Friday, July 9, 2010

At a Loss

I told you to expect lots of blog posts and even videos from the inaugural World to the Wise Cultural Tour. Two things have retarded that process: first, leading the tour proved much more time- and labor-intensive, preventing me from taking the time to write meaningful posts. Here I readily admit to being enough of a perfectionist that I won’t settle for whipping out a mundane blog post like, “We visited the Eiffel Tower today. The weather was perfect.” (Although, if you’re my Facebook friend, you would have seen occasional posts almost that mundane.) I like not only to report on things, but to make observations and commentary – I suppose I’m saying I want you to be glad you read my blog.

The reason you haven’t seen any videos yet is twofold: it was virtually impossible to find the time to upload the ones we shot; and, more sobering, our video camera AND still camera were stolen in Amsterdam.

For those who like the gory details, here’s how it all went down: we were near the end of a wonderful week in Amsterdam, having savored its old world charm and culture, and taken a couple of great day trips. You are hopefully aware that the World Cup was going on while we were there, and that the Netherlands had made it all the way to the quarter finals. (We had enjoyed watching various matches throughout the tournament, starting with US v. England on the first day of our arrival in the UK.) We had determined to watch the quarter finals pitting the Dutch against the formidable Brazilians, and chose a convivial corner café right in the heart of the city and no more than a five-minute walk from where we were staying. We picked out a round bistro table just inside, elevated about three feet above the entrance level where there were outdoor tables, and separated by a wrought iron rail.
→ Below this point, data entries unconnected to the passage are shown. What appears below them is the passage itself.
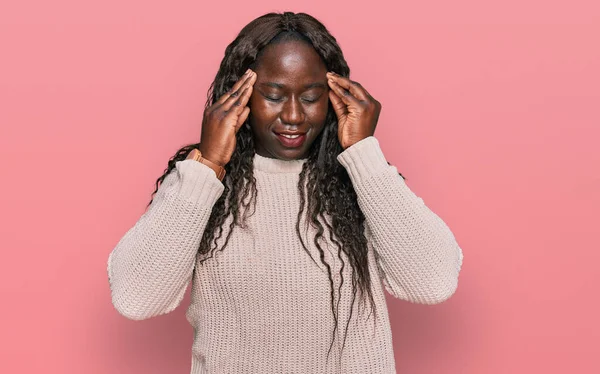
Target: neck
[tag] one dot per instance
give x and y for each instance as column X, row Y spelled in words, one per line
column 276, row 165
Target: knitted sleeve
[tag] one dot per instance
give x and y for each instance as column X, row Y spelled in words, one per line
column 152, row 264
column 417, row 255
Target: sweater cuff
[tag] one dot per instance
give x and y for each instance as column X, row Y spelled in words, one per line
column 198, row 182
column 363, row 158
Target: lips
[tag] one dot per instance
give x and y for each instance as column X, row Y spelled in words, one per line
column 296, row 141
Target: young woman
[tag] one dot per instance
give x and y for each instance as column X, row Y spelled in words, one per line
column 286, row 218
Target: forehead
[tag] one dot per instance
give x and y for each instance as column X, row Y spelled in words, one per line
column 290, row 60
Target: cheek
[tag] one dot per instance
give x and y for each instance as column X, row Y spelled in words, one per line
column 318, row 113
column 262, row 113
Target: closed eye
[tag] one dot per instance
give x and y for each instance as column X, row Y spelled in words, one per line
column 274, row 99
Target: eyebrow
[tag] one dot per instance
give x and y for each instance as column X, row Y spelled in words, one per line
column 306, row 86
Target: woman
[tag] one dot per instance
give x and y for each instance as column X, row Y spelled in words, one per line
column 310, row 221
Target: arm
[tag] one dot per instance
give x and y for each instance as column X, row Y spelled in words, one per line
column 417, row 254
column 152, row 264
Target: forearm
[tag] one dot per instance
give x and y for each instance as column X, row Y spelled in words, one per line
column 152, row 264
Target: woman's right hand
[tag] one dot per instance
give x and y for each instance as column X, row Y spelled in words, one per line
column 223, row 119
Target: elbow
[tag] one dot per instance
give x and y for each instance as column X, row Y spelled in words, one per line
column 129, row 310
column 442, row 288
column 440, row 294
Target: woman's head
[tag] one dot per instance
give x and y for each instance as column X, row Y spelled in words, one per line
column 291, row 54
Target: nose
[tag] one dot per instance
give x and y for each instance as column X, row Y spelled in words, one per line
column 292, row 112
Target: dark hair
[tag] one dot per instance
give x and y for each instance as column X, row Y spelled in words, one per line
column 328, row 184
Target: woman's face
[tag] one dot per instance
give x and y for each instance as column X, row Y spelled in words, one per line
column 290, row 95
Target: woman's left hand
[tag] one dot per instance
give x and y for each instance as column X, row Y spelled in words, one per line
column 357, row 111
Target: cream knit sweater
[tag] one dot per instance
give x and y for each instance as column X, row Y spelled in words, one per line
column 262, row 305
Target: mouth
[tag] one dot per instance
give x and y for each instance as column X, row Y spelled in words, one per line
column 291, row 139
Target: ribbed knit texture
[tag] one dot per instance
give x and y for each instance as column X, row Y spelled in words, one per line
column 262, row 305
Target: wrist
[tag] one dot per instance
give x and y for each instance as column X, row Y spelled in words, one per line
column 196, row 154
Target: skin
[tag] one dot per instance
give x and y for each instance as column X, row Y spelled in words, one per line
column 289, row 91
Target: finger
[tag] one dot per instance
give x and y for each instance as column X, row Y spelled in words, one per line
column 342, row 93
column 239, row 98
column 338, row 105
column 236, row 87
column 242, row 118
column 354, row 87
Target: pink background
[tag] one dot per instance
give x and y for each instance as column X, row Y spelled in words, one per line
column 490, row 109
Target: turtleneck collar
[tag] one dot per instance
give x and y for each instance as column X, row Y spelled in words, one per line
column 275, row 165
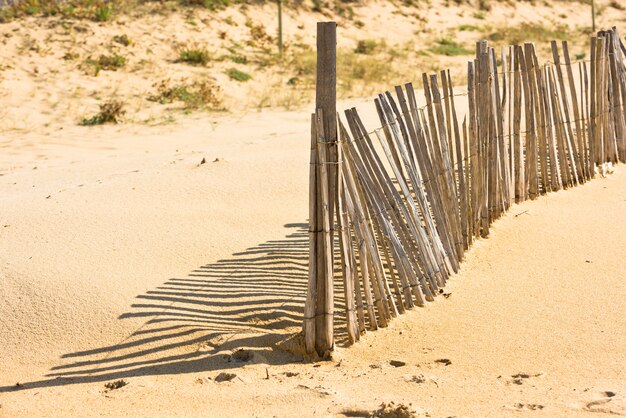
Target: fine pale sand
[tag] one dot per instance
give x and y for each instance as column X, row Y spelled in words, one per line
column 123, row 257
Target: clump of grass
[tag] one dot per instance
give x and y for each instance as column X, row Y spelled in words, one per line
column 237, row 59
column 98, row 10
column 111, row 62
column 238, row 75
column 103, row 13
column 70, row 56
column 472, row 28
column 110, row 112
column 194, row 55
column 106, row 62
column 479, row 15
column 446, row 46
column 527, row 32
column 122, row 40
column 197, row 95
column 213, row 5
column 258, row 34
column 366, row 47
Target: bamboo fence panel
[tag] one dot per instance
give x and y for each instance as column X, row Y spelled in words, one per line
column 407, row 199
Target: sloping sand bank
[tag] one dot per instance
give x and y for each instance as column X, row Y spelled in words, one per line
column 123, row 257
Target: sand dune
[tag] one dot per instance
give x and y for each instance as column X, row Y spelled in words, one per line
column 123, row 257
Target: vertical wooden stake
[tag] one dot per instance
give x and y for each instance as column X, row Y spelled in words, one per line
column 280, row 27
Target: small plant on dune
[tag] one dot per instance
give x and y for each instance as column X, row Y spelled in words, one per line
column 471, row 28
column 446, row 46
column 122, row 40
column 529, row 32
column 110, row 112
column 103, row 13
column 111, row 62
column 366, row 47
column 197, row 95
column 479, row 15
column 258, row 34
column 106, row 62
column 213, row 5
column 484, row 5
column 194, row 55
column 238, row 75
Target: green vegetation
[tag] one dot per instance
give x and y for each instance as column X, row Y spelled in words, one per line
column 197, row 95
column 103, row 13
column 479, row 15
column 111, row 62
column 105, row 62
column 96, row 10
column 366, row 47
column 469, row 28
column 110, row 112
column 446, row 46
column 122, row 40
column 238, row 75
column 194, row 55
column 529, row 32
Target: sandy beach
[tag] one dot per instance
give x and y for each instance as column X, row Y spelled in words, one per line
column 129, row 261
column 143, row 263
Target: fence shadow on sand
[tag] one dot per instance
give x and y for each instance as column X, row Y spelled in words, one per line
column 252, row 300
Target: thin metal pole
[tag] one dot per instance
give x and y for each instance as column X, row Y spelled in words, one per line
column 280, row 27
column 593, row 15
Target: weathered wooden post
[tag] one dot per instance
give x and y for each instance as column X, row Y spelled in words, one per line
column 318, row 322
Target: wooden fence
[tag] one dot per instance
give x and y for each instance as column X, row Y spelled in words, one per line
column 405, row 201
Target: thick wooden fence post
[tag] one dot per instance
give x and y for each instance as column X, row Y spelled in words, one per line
column 320, row 298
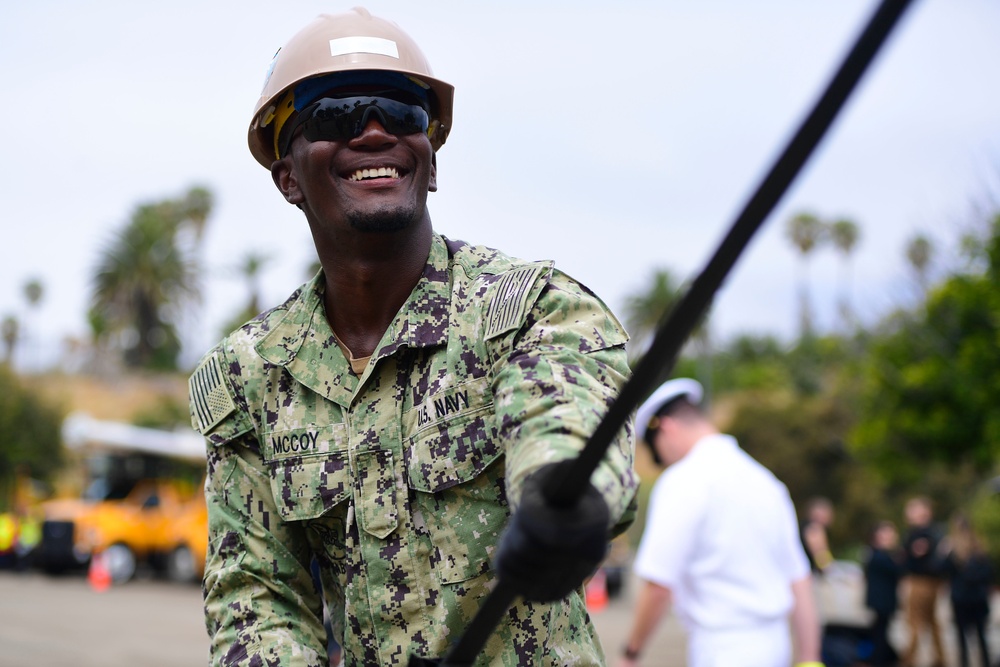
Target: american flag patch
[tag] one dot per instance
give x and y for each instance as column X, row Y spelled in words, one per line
column 506, row 309
column 210, row 399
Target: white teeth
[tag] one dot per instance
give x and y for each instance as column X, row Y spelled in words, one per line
column 380, row 172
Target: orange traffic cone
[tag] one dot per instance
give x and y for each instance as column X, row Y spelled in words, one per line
column 98, row 575
column 597, row 591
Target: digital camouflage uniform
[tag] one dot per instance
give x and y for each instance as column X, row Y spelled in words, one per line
column 400, row 482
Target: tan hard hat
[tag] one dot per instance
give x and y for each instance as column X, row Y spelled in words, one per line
column 333, row 43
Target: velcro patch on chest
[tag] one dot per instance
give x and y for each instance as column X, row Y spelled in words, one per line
column 210, row 399
column 510, row 298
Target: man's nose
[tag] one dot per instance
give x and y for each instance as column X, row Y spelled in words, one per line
column 373, row 132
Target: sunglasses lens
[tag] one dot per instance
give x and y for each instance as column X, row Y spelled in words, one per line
column 341, row 119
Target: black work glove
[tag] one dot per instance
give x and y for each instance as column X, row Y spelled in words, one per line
column 547, row 552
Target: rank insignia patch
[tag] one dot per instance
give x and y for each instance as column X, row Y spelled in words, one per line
column 209, row 395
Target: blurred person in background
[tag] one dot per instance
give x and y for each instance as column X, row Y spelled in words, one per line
column 970, row 575
column 815, row 533
column 923, row 565
column 883, row 567
column 721, row 546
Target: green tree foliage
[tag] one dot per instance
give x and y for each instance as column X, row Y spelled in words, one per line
column 10, row 332
column 145, row 278
column 933, row 377
column 250, row 269
column 30, row 441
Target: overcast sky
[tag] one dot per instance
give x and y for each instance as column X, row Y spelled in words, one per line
column 613, row 138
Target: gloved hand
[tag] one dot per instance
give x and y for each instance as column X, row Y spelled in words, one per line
column 546, row 551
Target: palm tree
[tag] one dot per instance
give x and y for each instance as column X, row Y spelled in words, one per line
column 644, row 310
column 844, row 233
column 919, row 252
column 805, row 231
column 10, row 332
column 145, row 279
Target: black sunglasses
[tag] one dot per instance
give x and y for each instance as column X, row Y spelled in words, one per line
column 343, row 118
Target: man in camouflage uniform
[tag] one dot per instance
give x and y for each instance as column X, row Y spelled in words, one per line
column 386, row 419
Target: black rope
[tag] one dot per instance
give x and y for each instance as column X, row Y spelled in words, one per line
column 658, row 362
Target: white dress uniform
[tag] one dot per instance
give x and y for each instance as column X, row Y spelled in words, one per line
column 721, row 534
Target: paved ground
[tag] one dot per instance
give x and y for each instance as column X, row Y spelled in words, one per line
column 61, row 621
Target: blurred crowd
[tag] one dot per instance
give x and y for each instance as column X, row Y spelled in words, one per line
column 907, row 569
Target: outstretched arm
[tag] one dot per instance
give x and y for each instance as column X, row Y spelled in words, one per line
column 805, row 622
It was a great atmosphere, complete with a handful of Brazilian fans and a very international crowd. I had gotten up to use the restroom, and just as I was walking back to the table, the Dutch team scored the first goal of the match. Needless to say, the place erupted – everyone was on their feet celebrating. When we sat back down, my wife, Becky, looked at her feet where we had both placed our shoulder bags. Both bags were gone. All that remained was a black umbrella that had not been there earlier. My first thought was that someone else in our group was holding our bags for us. Reality soon made itself known, though, as the blank faces of everyone around us told the story: while we were all on our feet in the midst of the pandemonium, someone had deftly reached through the railing behind our table with the umbrella and used its handle to hook both bags in one fell swoop. The redundant proof was Becky’s water bottle and toothbrush leaving a trail from our table to the street.
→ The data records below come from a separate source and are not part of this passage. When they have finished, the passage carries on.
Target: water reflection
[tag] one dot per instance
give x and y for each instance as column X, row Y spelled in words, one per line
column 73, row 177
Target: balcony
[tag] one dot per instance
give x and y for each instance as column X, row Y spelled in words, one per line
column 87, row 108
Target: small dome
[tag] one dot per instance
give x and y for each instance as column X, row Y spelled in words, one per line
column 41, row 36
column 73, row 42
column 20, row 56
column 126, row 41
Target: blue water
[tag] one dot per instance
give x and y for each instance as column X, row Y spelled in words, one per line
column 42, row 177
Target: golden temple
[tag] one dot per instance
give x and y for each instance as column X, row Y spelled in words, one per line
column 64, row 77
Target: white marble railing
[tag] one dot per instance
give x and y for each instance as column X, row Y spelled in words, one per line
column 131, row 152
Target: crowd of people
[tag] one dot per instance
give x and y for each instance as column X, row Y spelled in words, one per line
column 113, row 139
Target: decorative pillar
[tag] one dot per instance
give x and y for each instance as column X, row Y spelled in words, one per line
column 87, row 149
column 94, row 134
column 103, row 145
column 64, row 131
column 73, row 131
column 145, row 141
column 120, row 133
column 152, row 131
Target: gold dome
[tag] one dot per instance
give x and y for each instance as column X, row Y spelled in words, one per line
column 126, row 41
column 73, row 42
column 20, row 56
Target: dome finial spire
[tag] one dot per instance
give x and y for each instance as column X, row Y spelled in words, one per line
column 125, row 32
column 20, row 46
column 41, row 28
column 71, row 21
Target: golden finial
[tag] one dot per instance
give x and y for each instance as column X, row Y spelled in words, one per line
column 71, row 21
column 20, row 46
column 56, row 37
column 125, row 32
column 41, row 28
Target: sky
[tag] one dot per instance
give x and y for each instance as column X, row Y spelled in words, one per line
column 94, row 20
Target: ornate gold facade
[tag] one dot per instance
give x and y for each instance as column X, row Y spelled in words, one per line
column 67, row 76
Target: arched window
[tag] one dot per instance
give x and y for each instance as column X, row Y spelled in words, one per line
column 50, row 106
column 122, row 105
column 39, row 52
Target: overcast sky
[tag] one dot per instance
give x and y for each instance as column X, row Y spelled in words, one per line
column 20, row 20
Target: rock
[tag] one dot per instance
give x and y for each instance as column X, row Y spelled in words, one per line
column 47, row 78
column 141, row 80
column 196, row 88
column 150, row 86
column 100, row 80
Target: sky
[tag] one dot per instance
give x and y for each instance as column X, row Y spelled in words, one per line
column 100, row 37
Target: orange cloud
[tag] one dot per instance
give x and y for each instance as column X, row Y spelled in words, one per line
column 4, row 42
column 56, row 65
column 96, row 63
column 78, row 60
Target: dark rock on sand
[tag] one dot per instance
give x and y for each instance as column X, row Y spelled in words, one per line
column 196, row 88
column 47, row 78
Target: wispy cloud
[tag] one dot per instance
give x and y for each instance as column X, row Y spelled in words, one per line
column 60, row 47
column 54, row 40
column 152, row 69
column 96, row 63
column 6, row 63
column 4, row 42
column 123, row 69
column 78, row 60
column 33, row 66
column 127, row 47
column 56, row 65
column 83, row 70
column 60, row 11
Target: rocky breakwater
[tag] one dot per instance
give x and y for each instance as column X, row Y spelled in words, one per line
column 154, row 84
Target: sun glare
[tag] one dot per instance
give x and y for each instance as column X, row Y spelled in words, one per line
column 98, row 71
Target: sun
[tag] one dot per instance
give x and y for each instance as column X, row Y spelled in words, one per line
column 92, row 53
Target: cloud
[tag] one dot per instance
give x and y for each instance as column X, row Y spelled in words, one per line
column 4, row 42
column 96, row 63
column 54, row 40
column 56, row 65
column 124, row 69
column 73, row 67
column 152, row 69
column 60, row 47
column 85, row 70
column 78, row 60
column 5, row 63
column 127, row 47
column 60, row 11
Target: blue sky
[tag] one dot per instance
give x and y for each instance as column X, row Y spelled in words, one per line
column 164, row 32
If you’ve ever been robbed, you’re familiar with the feelings of anger mixed with remorse, in this case. The fact is, I should have known better. I’m a seasoned traveler. I should have noticed the gaps in the railing behind our table, opening to the wide open doors to the busy street. In Becky’s bag were our brand new video camera and still camera, her passport, credit cards, driver’s license, journal, and a brand new sweater she had bought for the trip. Oh, and a Ziploc bag with watercolors and brushes, which we had used on occasion to relax and respond to some of the beauty around us in various places. In my bag, just the essentials – passport, credit cards, driver’s license, journal, and a few sundries.

We decided Becky would go back to our Amsterdam house immediately, get on the phone and cancel all our credit cards, while I filed a police report at the station less than five minutes’ walk down the same street. While I waited for them to process my report, I heard numerous other similar stories. Every person who came and went while I was there had been robbed.